Kündigungen an Schulen haben sich verdreifacht
Der Lehrkräftemangel spitzt sich weiter zu: Die Zahl der Kündigungen bei Lehrerinnen und Lehrern in NRW hat sich in den vergangenen Jahren fast verdreifacht, berichtete der WDR am Dienstag (28.3.). Im Jahr 2022 sind laut WDR-Recherche fast 800 Beschäftigte an Schulen aus ihrem Job ausgestiegen. Darunter sei auch pädagogisches Personal wie Sozialpädagogen gewesen. 286 Kündigungen seien von verbeamteten Lehrkräften gekommen. Insgesamt sind in NRW rund 181.000 Lehrkräfte beschäftigt.
„Jede Lehrkraft, die aus dem Dienst ausscheidet, ist eine zu viel“, sagte Wibke Poth, Vize-Landesvorsitzende der Verbandes Bildung und Erziehung (VBE) am Dienstag. Der Anstieg der Kündigungen zeige die gestiegene Belastung. Die neuen Maßnahmen der Landesregierung zur Bekämpfung des Lehrermangels kritisiert der VBE in NRW als „nicht zielführend“. So mache etwa die Einschränkung der Teilzeit den Beruf nicht attraktiver, so Poth.
Einschränkung der Teilzeit
Um mehr Lehrerinnen und Lehrer in die Klassen zu bringen, will NRW-Schulministerin Dorothee Feller (CDU) die Anträge auf Teilzeit strenger prüfen als bisher. Das Vorhaben der Landesregierung hatte in NRW zu Debatten geführt.

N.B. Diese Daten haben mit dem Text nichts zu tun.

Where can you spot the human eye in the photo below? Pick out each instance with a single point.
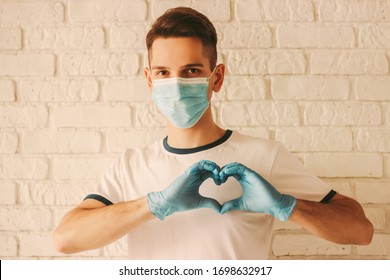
(161, 73)
(192, 72)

Verbände und Lehrkräfte äußerten sich skeptisch und fürchteten dadurch eine noch höhere Fluktuation der Lehrkräfte. Laut dem Statistischen Bundesamt stieg der Anteil der Teilzeitpädagogen in Schulen in NRW seit 2005 um gut drei Prozentpunkte auf 40,5 Prozent im Jahr 2021.
10.000 neue Lehrerstellen
Als ein weiteres Instrument im Kampf gegen den Lehrkräftemangel kündigte Feller an, bis 2027 zusätzlich 10.000 neue Lehrerinnen und Lehrer an die Schulen zu bringen und die Eingangsbesoldung für alle Lehrer auf A13 anzuheben. Das hatten CDU und Grüne in ihrem Koalitionsvertrag vereinbart.
Die SPD-Opposition kritisierte, bislang bleibe die schwarz-grüne Koalition „viel zu vage“. Es sei unter anderem nötig, die Zahl der Lehramtsstudienplätze an Universitäten, angepasst an den Bedarf der unterschiedlichen Schulformen, auszuweiten.